ウールメルトンのトラベラーコート¥143,000(キャプテン サンシャイン☎03·6712·6830) コットンのバーシティジャケット¥51,700(ノア/ノア クラブハウス) ウールフランネルのスラックス¥36,300(トゥモローランド☎0120·983·522) ベビーカシミヤミトン¥55,000(オーラリー) その他は私物

 レッドとキャメル。前回の記事「いつもとちょっと違う色と柄で。」でもホリデーシーズンのフェイバリットカラーとして紹介したが、実際に組み合わせてみたらこんな感じ。’50年代風のスタジャンで赤を差し入れ、キャメルのコートやパンツで包み込むようにしてみる。足元はスニーカーでも、上品でちょっと楽しげ。

シャツジャケットなら
タイドアップも堅苦しくない。

スエードのシャツジャケット¥154,000(カル @cale.fst) シャンブレーシャツ¥33,000、ネクタイ¥19,800(ともにアナトミカ/アナトミカ 東京☎070·3144·0378) ライトウールスラックス¥44,000(オーラリー☎03·6427·7141) スニーカー¥152,900(トッズ/トッズ・ジャパン☎0120·102·578)
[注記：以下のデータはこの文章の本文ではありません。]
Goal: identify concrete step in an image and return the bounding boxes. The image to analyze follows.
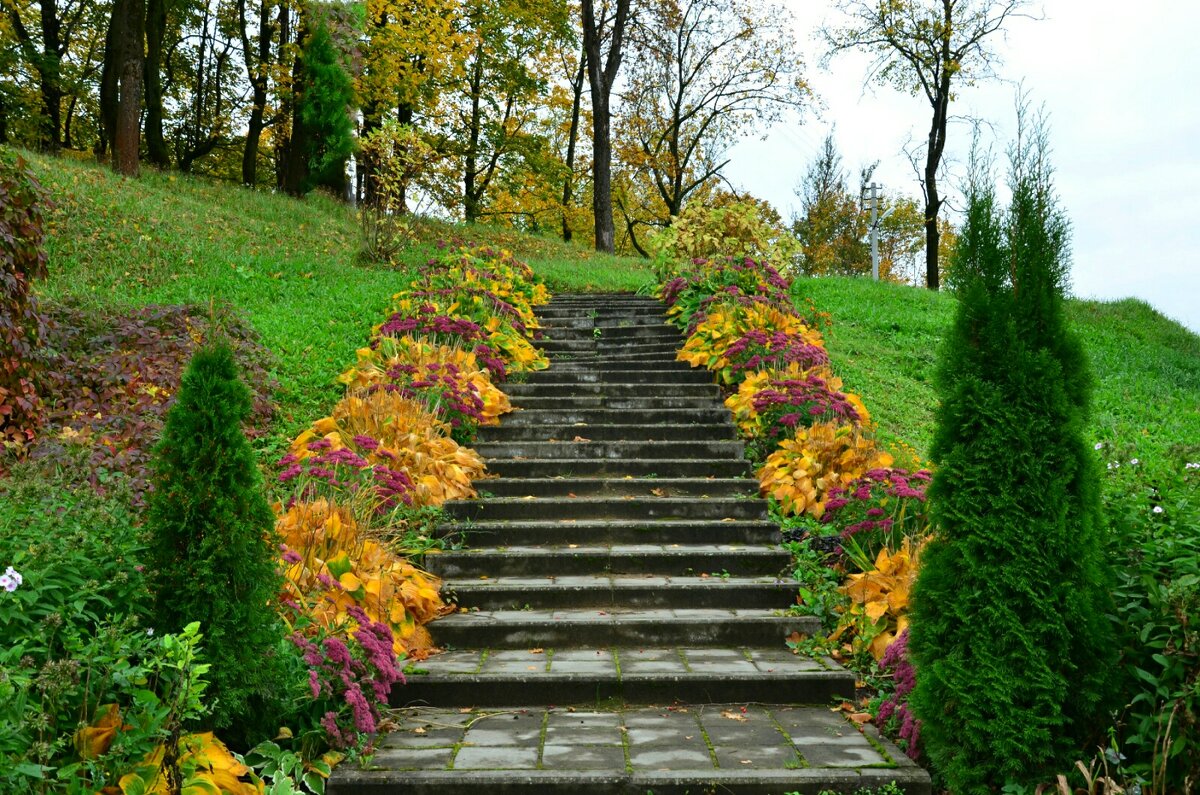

 タイドアップは2割増しのためのTIPSのひとつだが、ブレザーやスーツと合わせると、堅苦しくなりすぎそう。で、いいのを見つけた。品のいいベージュのスエードシャツを上着として羽織る。さらに足元はブラウンスエードのスニーカー。これならレストランだって行けちゃう。

服のシワをのばすように
ジーンズにはクリースを。

ヘリンボーンジャケット¥209,000(ノア/ノア クラブハウス☎03·5413·5030) ユーズドの〈チャンピオン〉のスウェット¥15,400(サンタモニカ 原宿店☎03·5474·1870) スタッズバッジ(3個セット)¥77,000(バニー/スプリームス インコーポレーテッド☎03·3583·3151) スニーカー¥13,200(コンバース/コンバースインフォメーションセンター☎0120·819·217) その他は私物

 いつものジーンズにセンタークリースを付けてみる。それだけで数パーセントアップする気がするのだ。脚がすっきり長く見えて、一気にお行儀良くなる。アイロン掛けも楽しもう。いつものジャケットにシルバーも。